李莫愁愕然之间,綉橘却是喜极而泣,咋闻姑娘声音,在綉橘犹如天籁,她丢了手里家伙什儿扑了过来,搂着自家姑娘就哭起来:姑娘,您醒了,太好了,您吓死了奴婢了,奴婢还以为您。。。。。。
姑娘?
綉橘的姑娘还能有谁呢?
李莫愁顿时苦笑,伸手推推伏在自己胸口綉橘:扶我起来,这是哪里?
綉橘又哭又笑搀扶迎春,嘴里泣道:这是上房厨下的柴房。。。。。。
李莫愁冷眸骤聚:柴。。。。。。柴。。。。。。房。。。。。。
我怎么会在这里?我的缀锦楼呢?
綉橘顿时哭起来:姑娘啊,咱们已经回了孙家了,这里是孙家柴房啊。。。。。。
孙家柴房?
李莫愁要感谢青衣仙姑,每次都会替她留下些许模糊记忆,虽然不尽全完,却是足够一用了。
就在李莫愁脑子一炸之间,李莫愁终于记忆中回忆起了迎春在孙家的遭遇。
贪婪婆婆婆婆,恶毒小姑,狠毒丈夫,你妈,总算公爹不是贾珍那般爬灰禽兽。却是个被老婆捏在手里辱没的软蛋子。比之贾琏还要无用三代。在这个家里根本撑不起来,外面很不过他儿子孙绍祖,家里干不过老婆王夫人。
李莫愁不仅啐一口,天下恶婆子怎么都姓王呢!
李莫愁略动一动,身上疼得慌,脑海里蓦然出现一幕,真他妈的背晦,原来这一身伤痕,竟然是因为迎春三日回门,见孙绍祖闹的实在不像话,劝说夫君孙绍祖,着他爱惜名声,不要在家里公然宴请戏子,聚众吃喝嫖赌而被狠揍一顿。

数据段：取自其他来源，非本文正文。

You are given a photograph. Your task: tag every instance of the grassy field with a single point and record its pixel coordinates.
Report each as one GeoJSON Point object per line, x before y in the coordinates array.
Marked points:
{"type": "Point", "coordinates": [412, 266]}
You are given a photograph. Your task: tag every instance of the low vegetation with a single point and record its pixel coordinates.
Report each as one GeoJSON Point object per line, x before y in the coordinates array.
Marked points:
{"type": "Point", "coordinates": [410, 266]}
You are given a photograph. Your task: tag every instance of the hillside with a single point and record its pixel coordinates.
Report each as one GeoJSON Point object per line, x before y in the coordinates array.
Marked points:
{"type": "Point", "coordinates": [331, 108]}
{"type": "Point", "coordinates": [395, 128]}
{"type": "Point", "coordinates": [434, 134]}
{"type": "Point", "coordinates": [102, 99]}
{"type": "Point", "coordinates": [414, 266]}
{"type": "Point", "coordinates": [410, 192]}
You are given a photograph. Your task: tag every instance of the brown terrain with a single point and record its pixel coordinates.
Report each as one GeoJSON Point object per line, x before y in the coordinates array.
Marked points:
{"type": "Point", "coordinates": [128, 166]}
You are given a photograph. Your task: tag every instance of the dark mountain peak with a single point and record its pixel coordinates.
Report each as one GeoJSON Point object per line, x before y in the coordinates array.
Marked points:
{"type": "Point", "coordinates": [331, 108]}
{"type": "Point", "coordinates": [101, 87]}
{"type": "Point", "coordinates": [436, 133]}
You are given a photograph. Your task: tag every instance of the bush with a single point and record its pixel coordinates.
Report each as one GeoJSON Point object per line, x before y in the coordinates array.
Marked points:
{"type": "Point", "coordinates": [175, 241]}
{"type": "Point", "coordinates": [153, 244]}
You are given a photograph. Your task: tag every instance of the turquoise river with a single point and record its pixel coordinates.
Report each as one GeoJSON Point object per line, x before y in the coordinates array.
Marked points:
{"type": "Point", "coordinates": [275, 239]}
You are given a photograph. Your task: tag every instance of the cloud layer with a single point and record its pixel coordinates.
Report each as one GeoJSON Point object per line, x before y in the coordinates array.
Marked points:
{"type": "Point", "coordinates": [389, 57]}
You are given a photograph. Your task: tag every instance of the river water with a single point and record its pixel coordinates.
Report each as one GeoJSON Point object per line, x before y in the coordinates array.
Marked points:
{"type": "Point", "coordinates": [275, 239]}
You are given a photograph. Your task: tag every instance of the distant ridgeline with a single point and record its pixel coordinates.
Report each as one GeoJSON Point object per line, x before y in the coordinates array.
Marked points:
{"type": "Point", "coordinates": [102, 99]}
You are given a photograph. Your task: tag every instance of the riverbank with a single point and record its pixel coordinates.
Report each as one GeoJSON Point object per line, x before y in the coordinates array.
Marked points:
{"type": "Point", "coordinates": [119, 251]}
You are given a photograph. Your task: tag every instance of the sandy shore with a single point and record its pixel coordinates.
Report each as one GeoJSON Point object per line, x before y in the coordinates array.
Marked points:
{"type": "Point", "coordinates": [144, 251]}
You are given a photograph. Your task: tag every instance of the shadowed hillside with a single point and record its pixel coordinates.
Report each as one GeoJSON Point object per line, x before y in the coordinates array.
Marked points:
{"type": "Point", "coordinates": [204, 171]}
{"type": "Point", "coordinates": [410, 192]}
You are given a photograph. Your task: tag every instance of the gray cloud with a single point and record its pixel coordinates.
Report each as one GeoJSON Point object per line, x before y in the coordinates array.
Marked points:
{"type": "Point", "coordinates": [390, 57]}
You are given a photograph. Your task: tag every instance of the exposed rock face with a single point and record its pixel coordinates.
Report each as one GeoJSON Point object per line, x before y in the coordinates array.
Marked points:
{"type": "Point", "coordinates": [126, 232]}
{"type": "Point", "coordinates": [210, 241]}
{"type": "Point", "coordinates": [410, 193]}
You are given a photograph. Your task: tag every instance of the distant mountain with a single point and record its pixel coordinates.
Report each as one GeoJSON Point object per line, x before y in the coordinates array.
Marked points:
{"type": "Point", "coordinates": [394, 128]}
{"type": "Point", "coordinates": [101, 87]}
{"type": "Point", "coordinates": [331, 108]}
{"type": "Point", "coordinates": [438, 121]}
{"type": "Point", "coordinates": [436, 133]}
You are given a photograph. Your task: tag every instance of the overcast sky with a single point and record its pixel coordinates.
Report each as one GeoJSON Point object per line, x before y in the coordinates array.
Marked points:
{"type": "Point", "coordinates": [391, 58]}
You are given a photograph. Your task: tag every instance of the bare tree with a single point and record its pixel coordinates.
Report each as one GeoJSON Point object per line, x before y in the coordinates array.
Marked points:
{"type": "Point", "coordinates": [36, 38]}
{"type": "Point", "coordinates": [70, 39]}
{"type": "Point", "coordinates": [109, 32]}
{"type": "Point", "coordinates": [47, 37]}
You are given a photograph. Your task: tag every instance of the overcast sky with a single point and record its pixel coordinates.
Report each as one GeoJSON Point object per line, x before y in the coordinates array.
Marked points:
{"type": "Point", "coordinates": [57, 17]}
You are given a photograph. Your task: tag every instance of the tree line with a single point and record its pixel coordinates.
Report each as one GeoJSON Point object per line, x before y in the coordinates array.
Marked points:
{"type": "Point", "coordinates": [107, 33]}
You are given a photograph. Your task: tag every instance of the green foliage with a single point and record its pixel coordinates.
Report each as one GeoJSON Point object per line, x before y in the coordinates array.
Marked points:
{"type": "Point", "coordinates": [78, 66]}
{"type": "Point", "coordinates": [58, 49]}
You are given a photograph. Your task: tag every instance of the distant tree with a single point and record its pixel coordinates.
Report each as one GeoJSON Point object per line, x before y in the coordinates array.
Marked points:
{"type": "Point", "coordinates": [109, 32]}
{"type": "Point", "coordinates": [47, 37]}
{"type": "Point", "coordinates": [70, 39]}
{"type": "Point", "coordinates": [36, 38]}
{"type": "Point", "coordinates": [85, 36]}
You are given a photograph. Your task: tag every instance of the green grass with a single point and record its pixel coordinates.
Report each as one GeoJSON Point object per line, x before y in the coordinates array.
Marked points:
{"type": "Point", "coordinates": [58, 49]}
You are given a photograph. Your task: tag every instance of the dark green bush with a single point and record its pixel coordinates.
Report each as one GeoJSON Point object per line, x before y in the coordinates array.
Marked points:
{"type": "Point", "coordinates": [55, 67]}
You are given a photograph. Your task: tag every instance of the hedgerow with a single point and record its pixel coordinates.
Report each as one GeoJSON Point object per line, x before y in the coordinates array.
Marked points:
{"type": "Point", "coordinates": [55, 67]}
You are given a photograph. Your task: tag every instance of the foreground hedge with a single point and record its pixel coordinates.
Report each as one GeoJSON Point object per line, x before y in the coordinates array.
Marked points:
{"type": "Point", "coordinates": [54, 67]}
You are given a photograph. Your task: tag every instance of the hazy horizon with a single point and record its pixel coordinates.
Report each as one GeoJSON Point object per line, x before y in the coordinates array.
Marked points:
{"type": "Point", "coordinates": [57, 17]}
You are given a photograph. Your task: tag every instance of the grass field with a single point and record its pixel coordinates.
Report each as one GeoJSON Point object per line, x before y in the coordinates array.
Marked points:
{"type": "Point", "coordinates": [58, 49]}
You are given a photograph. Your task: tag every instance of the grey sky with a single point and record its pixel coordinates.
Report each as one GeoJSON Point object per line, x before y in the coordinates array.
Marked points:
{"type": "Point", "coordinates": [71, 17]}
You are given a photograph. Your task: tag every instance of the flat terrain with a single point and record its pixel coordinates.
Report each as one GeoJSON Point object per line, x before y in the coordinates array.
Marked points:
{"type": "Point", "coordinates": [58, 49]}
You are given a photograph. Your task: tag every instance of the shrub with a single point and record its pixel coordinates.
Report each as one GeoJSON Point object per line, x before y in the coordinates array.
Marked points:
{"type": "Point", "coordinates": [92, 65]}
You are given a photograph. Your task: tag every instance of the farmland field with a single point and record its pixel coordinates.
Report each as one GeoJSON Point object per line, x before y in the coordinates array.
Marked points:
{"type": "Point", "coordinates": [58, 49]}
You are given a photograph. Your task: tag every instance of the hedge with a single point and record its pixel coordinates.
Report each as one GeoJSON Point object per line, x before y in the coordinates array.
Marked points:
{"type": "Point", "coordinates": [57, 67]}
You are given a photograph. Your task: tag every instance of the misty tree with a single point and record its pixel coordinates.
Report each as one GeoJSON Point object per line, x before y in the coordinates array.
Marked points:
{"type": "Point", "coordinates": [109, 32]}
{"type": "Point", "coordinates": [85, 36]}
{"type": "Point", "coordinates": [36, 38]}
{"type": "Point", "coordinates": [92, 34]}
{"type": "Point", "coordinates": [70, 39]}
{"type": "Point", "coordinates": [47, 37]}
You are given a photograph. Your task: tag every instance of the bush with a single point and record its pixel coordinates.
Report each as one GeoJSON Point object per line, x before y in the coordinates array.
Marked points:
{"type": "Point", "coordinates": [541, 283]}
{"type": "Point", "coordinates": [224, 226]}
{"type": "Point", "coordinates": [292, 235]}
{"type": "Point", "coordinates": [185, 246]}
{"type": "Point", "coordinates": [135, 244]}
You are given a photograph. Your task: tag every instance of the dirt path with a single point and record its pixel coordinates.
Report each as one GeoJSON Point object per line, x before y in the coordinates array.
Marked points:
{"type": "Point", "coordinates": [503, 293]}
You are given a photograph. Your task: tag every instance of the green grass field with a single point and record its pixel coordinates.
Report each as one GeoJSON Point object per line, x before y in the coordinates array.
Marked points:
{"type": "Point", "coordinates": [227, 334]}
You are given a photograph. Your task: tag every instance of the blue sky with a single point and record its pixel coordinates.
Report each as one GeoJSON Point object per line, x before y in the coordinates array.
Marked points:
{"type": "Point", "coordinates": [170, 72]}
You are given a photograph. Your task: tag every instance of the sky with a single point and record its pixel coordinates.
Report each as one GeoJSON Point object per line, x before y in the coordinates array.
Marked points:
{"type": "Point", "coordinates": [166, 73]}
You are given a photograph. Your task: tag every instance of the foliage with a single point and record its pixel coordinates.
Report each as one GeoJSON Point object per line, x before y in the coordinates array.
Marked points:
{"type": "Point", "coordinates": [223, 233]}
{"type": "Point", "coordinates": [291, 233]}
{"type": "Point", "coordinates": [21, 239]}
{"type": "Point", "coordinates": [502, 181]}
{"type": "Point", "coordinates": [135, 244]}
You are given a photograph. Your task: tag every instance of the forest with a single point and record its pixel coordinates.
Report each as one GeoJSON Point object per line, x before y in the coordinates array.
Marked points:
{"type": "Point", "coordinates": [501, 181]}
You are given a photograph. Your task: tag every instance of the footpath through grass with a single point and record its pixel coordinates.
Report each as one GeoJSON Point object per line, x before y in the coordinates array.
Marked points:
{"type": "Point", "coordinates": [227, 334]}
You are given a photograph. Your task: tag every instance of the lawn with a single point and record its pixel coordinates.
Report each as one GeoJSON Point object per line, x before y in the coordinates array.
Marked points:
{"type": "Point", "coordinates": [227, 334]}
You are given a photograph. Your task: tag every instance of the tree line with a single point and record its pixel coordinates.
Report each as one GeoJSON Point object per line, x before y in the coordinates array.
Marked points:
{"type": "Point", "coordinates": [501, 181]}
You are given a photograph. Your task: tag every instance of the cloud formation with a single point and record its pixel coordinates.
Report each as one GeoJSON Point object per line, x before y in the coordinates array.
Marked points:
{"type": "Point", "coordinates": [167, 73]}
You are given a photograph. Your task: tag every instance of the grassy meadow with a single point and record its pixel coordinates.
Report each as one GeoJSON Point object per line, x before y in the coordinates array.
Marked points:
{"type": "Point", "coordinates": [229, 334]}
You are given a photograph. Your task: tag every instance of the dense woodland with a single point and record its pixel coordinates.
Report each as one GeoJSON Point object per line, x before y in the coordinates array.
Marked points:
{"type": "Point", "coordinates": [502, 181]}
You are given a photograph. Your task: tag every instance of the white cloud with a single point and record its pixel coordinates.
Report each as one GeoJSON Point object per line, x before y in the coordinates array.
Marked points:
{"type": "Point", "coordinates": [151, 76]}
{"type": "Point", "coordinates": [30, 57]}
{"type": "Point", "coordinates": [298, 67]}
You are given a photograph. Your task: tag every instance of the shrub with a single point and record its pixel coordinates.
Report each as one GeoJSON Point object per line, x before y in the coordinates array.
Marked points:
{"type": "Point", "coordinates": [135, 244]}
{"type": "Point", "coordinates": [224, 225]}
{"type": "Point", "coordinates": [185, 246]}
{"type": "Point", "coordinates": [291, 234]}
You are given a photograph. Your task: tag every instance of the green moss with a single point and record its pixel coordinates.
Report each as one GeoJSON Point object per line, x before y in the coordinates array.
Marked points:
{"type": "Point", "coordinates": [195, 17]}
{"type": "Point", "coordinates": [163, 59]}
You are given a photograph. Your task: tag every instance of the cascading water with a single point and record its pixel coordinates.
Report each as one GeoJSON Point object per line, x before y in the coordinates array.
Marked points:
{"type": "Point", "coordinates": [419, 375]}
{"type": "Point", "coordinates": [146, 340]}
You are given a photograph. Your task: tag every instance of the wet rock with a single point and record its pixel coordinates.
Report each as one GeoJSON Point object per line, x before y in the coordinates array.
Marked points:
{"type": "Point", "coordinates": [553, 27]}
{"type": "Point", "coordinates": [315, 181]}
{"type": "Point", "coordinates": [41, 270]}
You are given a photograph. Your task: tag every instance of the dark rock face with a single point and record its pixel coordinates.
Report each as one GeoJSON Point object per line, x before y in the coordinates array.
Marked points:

临了,孙绍祖又命迎春伺候那些戏子,迎春拼命反抗,最终又挨了一顿拳脚,撵到柴房来了。
李莫愁冷冷思索半晌,忽然想起司棋,这个丫头性格刚烈,比之綉橘厉害得多,若是来了,只怕是个帮手,因问道:还有人呢?司棋呢?
李莫愁约莫记得,司棋这个丫头被撵之后好几年才死了,此刻迎春方才出嫁三日,大约还没死吧?倘若还在,这个丫头或许可以一用。
李莫愁实在不大乐意再费心劳力培养新手。
綉橘闻言眼睛一亮:姑娘?您是说,想叫司棋回来伺候?
李莫愁拧眉:怎么?她不乐意?
綉橘顿时尴尬一笑:不,不是,既然姑娘有这意思,婢子这就去告诉她去。
其实是司棋自从迎春出嫁之后,一直暗地里请求綉橘,希望迎春能够叫她回来伺候,因为她表弟潘又安也不知道逃去哪里,活无人,死无尸,司棋逐渐有些冷了心了。
只是迎春虽然信赖司棋,却是又怕孙家不许,一时又怕王氏多心,三番五次犹豫不决。这话綉橘压在心里,不好说的,只怕伤了主仆情意。如今迎春忽然松口,綉橘真是喜出望外。如今孙家无异龙潭虎穴,特别是姑娘的陪嫁丫头安姐儿与连花儿,这几日竟然陪着姑爷在新房安歇,不肯来陪姑娘,实在气死人了。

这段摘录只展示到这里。